Convert a webpage to EPUB
Use dotEPUB
Convert multiple web pages to EPUB
ⓘ Percollate is used instead of pandoc because pandoc always combines all input files before converting. In particular, it seems incapable of generating a proper EPUB table of contents from multiple files.
-
Save each web page
👉 Don’t bother formatting the web page before saving it; when you save it, it will always be saved with the original format
-
Combine the pages using percollate, e.g.
percollate -o book.epub --title Title *.html
Encoding is wrong
If the final EPUB has encoding errors:
-
Edit the source HTML file
-
Add this line under the
html
head
element:<meta charset="UTF-8" />
Page content is missing
-
Open the page in the browser
-
Open the dev tools and find the div with the page content
-
Right-click the div and copy the HTML
-
Paste it into a new HTML file and use that instead
Update source reference in EPUB
Use --url
, e.g.
percollate epub -o book.epub page1.html --url http://example.org/page1.html page2.html --url http://example.org/page2.html
Convert MOBI to EPUB
-
Install and open Calibre
-
Drag the file into Calibre to add it
-
Right-click the book in the list of books > Convert books > Convert individually
-
In the Metadata section adjust the title and author as desired
-
Change the settings in EPUB Output as desired
-
Under Page setup set Output profile to Tablet (this will disable resizing of images)
-
Click OK
-
The generated EPUB will be located in your home folder/Calibre Library/author/title
Convert document (.doc, .docx, .odt, .rtf) to EPUB
-
Using Calibre
This will preserve most formatting (text styling, line spacing, font, text size, line justification).
-
Install and open Calibre
-
If it’s not a .docx file, open it in LibreOffice and save it as a .docx file first
- .doc files must be converted because Calibre doesn’t support them
- .odt files are supported by Calibre but converting to .docx first seems to give more consistent formatting
-
(Optional) Edit the paragraphs so there’s spacing between them. In LibreOffice:
- Edit > Select All
- Format > Paragraph
- Spacing > Above paragraph > 0.50 cm (or 0.19”)

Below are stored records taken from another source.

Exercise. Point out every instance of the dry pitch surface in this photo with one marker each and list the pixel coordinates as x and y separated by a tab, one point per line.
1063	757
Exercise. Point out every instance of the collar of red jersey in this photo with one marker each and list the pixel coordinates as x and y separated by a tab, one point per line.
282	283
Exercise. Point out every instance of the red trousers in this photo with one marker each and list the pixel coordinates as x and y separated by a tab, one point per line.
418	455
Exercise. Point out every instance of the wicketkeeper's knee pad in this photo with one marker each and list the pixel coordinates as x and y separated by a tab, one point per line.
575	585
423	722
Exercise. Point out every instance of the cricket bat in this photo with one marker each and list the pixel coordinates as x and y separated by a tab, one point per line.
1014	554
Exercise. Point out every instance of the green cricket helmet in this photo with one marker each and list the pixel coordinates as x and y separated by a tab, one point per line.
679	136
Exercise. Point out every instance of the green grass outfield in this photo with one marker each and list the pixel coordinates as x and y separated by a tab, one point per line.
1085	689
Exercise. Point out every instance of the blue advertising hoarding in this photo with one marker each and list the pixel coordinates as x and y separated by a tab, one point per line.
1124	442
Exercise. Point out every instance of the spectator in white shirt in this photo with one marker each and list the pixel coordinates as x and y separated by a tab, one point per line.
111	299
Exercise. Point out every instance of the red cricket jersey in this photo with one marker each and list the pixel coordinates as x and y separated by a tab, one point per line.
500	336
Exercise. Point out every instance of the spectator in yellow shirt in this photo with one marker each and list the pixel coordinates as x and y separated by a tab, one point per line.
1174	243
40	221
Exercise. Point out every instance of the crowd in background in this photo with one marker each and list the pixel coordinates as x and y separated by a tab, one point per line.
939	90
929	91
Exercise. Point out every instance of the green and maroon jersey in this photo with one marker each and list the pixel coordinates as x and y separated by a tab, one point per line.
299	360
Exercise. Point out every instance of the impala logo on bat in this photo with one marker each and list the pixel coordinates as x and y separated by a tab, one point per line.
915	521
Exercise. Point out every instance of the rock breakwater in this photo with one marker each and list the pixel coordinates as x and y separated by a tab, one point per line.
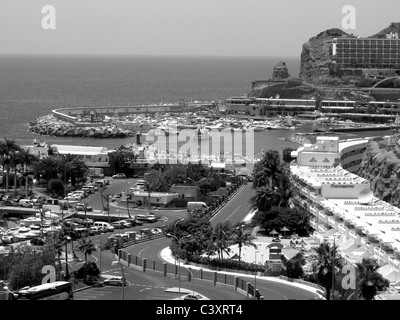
51	126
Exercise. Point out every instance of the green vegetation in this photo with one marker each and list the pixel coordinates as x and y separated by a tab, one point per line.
274	196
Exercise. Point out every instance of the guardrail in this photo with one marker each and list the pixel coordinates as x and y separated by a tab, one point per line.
238	284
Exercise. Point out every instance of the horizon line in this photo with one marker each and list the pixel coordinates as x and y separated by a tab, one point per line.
145	55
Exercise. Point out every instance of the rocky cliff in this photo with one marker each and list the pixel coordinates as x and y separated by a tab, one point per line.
316	66
381	166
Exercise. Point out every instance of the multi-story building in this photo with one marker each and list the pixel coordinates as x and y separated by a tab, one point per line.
366	53
96	158
345	210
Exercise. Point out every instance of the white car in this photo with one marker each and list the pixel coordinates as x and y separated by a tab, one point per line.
191	296
156	231
116	281
74	197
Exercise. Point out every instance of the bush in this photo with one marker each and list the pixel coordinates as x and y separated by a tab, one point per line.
56	186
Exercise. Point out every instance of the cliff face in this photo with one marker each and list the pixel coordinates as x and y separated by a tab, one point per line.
318	68
316	65
381	166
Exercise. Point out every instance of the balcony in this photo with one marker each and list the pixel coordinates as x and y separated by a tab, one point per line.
314	224
332	222
313	210
394	263
323	217
353	235
341	228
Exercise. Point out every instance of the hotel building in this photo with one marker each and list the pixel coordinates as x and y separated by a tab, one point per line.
366	53
96	158
344	209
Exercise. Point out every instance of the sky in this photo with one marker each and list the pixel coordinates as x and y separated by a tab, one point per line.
182	27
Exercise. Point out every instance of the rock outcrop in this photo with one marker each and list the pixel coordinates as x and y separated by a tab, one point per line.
280	72
51	126
316	64
381	166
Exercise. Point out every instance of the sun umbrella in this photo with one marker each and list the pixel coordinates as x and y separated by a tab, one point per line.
284	229
274	232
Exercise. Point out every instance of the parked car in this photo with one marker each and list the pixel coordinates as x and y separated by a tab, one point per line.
95	230
7	197
132	235
72	197
17	198
37	241
156	231
115	281
119	176
80	193
9	203
194	297
81	207
146	218
39	200
27	203
120	225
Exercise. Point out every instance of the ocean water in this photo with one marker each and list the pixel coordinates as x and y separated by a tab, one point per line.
32	85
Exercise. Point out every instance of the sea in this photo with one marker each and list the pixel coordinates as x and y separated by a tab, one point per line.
32	85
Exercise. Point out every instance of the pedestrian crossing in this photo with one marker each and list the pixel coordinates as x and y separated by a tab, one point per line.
144	292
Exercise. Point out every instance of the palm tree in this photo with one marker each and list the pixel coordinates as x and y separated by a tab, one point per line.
72	166
27	159
242	237
268	170
106	197
369	280
265	198
220	237
48	167
8	150
128	196
284	190
87	246
328	260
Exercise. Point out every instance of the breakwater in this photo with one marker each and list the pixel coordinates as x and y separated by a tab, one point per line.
51	126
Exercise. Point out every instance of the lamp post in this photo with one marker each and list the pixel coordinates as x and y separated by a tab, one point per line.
12	295
179	260
255	273
196	183
114	263
73	273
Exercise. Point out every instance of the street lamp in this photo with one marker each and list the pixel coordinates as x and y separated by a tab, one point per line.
73	273
196	183
114	263
255	273
179	260
12	294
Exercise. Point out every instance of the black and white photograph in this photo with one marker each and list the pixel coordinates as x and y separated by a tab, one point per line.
161	151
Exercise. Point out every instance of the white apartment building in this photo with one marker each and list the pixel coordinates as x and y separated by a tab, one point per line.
344	208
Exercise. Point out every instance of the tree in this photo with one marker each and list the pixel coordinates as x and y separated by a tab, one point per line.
294	266
56	186
242	237
48	167
220	238
86	246
327	261
27	159
26	265
286	155
268	170
72	166
369	280
8	151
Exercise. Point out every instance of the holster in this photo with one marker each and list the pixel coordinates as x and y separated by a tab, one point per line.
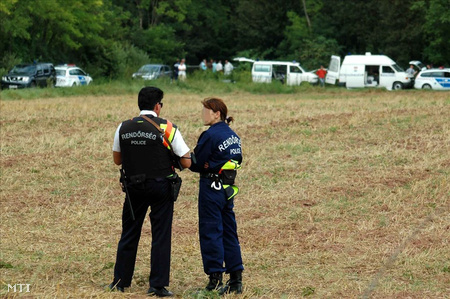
175	186
228	176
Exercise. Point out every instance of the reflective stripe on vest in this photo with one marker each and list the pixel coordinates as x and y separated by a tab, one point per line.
169	132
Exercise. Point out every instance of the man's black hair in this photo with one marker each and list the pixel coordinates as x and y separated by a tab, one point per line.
148	97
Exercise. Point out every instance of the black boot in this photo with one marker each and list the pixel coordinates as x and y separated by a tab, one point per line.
234	285
215	282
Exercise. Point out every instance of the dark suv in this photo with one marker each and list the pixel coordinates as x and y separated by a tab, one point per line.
30	75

- Spacing > Below paragraph > 0.50 cm (or 0.19”) > OK
-
Add books > browse to the .docx or .rtf file > Open
-
Right-click the document in the list of books > Convert books > Convert individually
-
In the Metadata section adjust the title and author as desired
-
If you don’t want an autogenerated cover, go to the EPUB Output section and check No default cover
-
Click OK
-
Once the conversion is finished, double-click the entry in Calibre to preview it with the built-in EPUB reader
-
The generated EPUB will be located in your home folder/Calibre Library/author/title
-
-
Using pandoc
This will preserve basic text styling (bold, italics, etc) but lose most other formatting.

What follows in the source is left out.